Your patience is wearing thin so I'll make this short.

  • Sick on and off since November.
  • Really REALLY sick starting last Friday. Severe musculo-skeletal pain, insomnia (up for good every night until Tuesday night by 3 a.m. because it just hurt too damn much to lie in my bed), headache, fiery (but not swollen) glands, fatigue, unsteadiness. 
  • Monday I went to the doctor. "Yep," she said, "something is not right here." She ordered a battery of blood tests.
  • I spent WAAAY too much time on WebMD.
  • Diagnosed myself with either fibromyalgia, MS, Sjogren's disorder or some other autoimmune disease. And in my darkest moments, the cancer I have feared ever since my sister died of it in 1996.
  • Tuesday I developed some scary neurological symptoms. Scary.
  • Learned I do not have cancer but I do have a serious vitamin B12 deficiency. Believe it or not that can make you REALLY sick. Luckily mine was caught before my face was paralyzed. I am not joking.
  • Started high-dose supplements. Slept through the night Tuesday.
  • Feeling MUCH better as I write this.
  • But Readers, I learned that B12 deficiency can cause depression and personality changes. i think the entire world but me had noticed I was depressed and bitchy (not my usual way of being). I realized I WAS depressed and bitchy when started crying three or four times a day, and when I thought back to my interactions with people over the past month.
  • (Thank god I still have friends.)
And now, Readers, I have to work on me as well as Benjy.  I am learning how to take care of myself. It's not easy for me. The hardest thing about this life we are living is that we do not know, from one day to the next, what is going to happen. From one HOUR to the next sometimes. But I finally emerged from my hole and told my friends what's been happening over the past weeks, and my friends are coming to the rescue.

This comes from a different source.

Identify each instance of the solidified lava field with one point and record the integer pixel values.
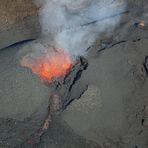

We may not have much money (understatement of the year) or luck (bigger understatement), but we super-rich in family and friends. We are the one-percent in that most important area...and I would not trade that for anything.

The only trade I would make is for my son. For his happiness and health, for the gift of not having to simply agree with him when he tells me life is not fair, for a break from the anguish of watching my child suffer (and for a break for HIM from that suffering) I would trade almost anything. My left hand (that's the important one). My eyes. My legs. Whatever.

But today is another sunny day. L is coming here to hang with Benjy today, and later we are going to my brother and sister-in-law's for a cookout. So it is shaping up to be a good one.